Monitoring Recommendations
- Forward dmesg and journald kernel messages to a central log platform and alert on Bluetooth subsystem oops signatures.
- Monitor for repeated Bluetooth pairing requests from untrusted devices, which may indicate attempts to trigger the race.
- Track kernel package versions through configuration management and flag hosts running unpatched builds.
How to Mitigate CVE-2026-46056
Immediate Actions Required
- Apply the latest stable kernel update from your Linux distribution that includes the upstream fix commits.
- Disable the Bluetooth stack on systems that do not require it by stopping and masking the bluetooth.service unit.

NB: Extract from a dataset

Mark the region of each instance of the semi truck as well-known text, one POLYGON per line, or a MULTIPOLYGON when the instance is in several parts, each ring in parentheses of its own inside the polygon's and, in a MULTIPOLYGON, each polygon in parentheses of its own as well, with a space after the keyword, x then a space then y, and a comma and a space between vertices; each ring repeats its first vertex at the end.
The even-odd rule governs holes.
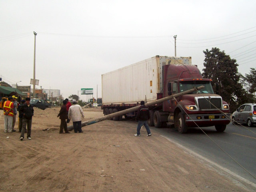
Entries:
MULTIPOLYGON (((210 79, 203 78, 191 57, 156 56, 102 75, 104 115, 152 102, 193 88, 204 88, 149 106, 148 123, 156 128, 174 124, 181 133, 189 127, 215 126, 224 131, 230 122, 228 105, 215 94, 210 79)), ((124 114, 135 117, 136 112, 124 114)), ((113 120, 122 119, 122 115, 113 120)))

- Restrict Bluetooth discoverability and pairing on systems that must keep the radio active.
Patch Information
The vulnerability is fixed by extending the hci_dev_lock critical section across all hci_conn access in both SSP passkey event handlers. The upstream patches are available as the following commits: Linux Kernel Commit 01a64317, Linux Kernel Commit 204028af, Linux Kernel Commit 85fa3512, Linux Kernel Commit 8c6443bb, and Linux Kernel Commit e08d7575.
Workarounds
- Unload the Bluetooth kernel modules (btusb, bluetooth) on hosts where Bluetooth is not required.
- Block untrusted Bluetooth devices from initiating pairing by configuring bluetoothd to require explicit authorization.
- Set Bluetooth adapters to non-discoverable mode to reduce the attack surface until patches are deployed.
# Disable Bluetooth where not required
sudo systemctl stop bluetooth.service
sudo systemctl mask bluetooth.service
sudo modprobe -r btusb bluetooth
Disclaimer: This content was generated using AI. While we strive for accuracy, please verify critical information with official sources.